Let me live, love and say it well in good sentences

Sylvia Plath

Nov 13, 2014

See the copy? No chance!

Why you don't let people

see copy before publication

It’s the moment that makes a journalist grit their teeth and clench their fists.

Having completed and interview, the subject brightly says: “Will I be able to see the copy before publication?’’

What they leave unspoken is the addition: “and censor any bits I don’t like.’’

They always seem surprised when the answer – at least from any self-respecting journalist – is “No’’.

I’m sure most PR people warn their clients that this will be the case, but I wonder whether they truly understand the reasons why it is, or should be.

The main reason for refusing pre-publication sight of copy is not the journalist’s ego, or shouldn’t be. Having said that, it is not necessarily over precious for them to be offended at the unspoken questioning of their integrity or competence implicit in the request.

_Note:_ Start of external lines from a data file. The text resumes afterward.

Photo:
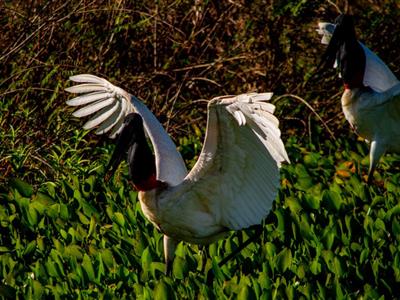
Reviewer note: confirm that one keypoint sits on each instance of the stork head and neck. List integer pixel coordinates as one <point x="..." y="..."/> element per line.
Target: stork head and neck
<point x="350" y="55"/>
<point x="132" y="142"/>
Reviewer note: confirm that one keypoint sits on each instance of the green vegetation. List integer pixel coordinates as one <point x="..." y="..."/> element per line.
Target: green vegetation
<point x="64" y="233"/>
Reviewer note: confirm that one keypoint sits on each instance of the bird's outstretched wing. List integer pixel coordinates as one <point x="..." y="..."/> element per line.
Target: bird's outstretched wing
<point x="377" y="74"/>
<point x="109" y="105"/>
<point x="236" y="177"/>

Nor is it because giving sight of the copy before publication invariably causes delays, hassles and argument.

No, the overriding reason is journalistic ethics.

Gentle reader, before you snort with derision at that very concept, I ask you to imagine the following scenario.

You have just watched Evan Davis grilling David Cameron on Newsnight. You were impressed with the interview, Davis put some hard questions and pushed hard on them but Cameron performed well, seeming to genuinely want to give answers. He appeared to be on the ropes at times, but generally you came away with a favourable impression of his performance and felt that you were better informed than you were before. Well done Newsnight.

Supposing you then discovered that the before it was broadcast a tape of the interview had been sent to 10 Downing Street which then removed parts where Cameron didn’t perform so well, where his answers were evasive or plain dishonest. In fact, you also learn, he was allowed another session with Davis, revisiting certain questions and giving different answers.

Wouldn’t’ you feel cheated, as though you had been the victim of an essentially dishonest piece of journalism?

This is why an interviewee should not be shown copy before publication – it is being dishonest with the reader, who is entitled to feel that any piece of journalism is an independent, third party piece of reporting, unmediated by the subject of that journalism.

That’s why you can’t see the copy before publication and why you shouldn’t even ask.